“Meu companheiro! Não me deixa, Vitor. Quero ver meu irmão. Ele sempre foi meu companheiro, gente. Não tenho mais forças pra viver. Eu tenho que cuidar dele. Eu te amo”. Vivian Silva dos Santos, 22 anos, gritou em lamento, mas também em protesto, no sepultamento do irmão, Vitor Henrique Xavier Silva Santos, 19, morto por policiais militares, em Florianópolis.

Enquanto entoavam cânticos evangélicos, ela foi acolhida pela mãe, tias e primos, todos negros. Oito irmãs, incluindo a mãe de Vitor, vieram da Bahia há seis anos em busca de melhores condições de vida. “Ela vai precisar de um psicólogo”, disse um familiar que preferiu não se identificar.

A jovem gritava a dor de perder o irmão, após vê-lo agonizar no quintal de casa. O jovem negro foi atingido por tiros disparados pela polícia, na tarde de quinta-feira (18), no bairro Ingleses, em Florianópolis, no momento que brincava de atirar em latas de refrigerante com uma arma de pressão. Apesar da polícia informar que o Serviço de Atendimento Móvel de Urgência (SAMU) foi chamado, a família alega que não houve socorro.

Acompanhamos o sepultamento que ocorreu na ala pública do cemitério de São Cristóvão, em Coqueiros, bairro afastado a 40 quilômetros da casa onde a vítima morava com a mãe e a irmã. Isso porque a prefeitura não disponibilizou vaga no cemitério mais próximo e a família não tinha condições de arcar com os custos do jazigo.

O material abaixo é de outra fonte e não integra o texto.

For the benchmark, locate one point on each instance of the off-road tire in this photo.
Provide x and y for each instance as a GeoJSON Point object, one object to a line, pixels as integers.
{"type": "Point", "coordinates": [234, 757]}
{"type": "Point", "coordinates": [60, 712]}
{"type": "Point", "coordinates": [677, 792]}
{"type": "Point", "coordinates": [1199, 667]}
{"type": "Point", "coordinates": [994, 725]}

Segundo Daniele Duarte, 29 anos, mãe de um dos amigos de Vitor, os dois se conheceram há quatro anos e desde então passaram a brincar juntos. “O Vitor comprou as armas para os dois brincarem, tanto que uma delas estava com o meu filho. Eles estavam sempre juntos, jogavam videogame juntos. O que a polícia fez foi inadmissível, tirou a vida de um inocente”.

Vitor sonhava em ser um militar, em integrar as Forças Armadas. Duarte, que é guarda-vidas, conta que o jovem participaria de um recrutamento do Corpo de Bombeiros na próxima semana.

Foto: Shirlei Alves

Jovem e negro, Vitor tem o perfil de 80% dos mortos pela polícia todos os anos no Brasil, segundo o Anuário Brasileiro de Segurança Pública. O ano de 2017 registrou 5159 pessoas mortas nas chamadas intervenções policiais.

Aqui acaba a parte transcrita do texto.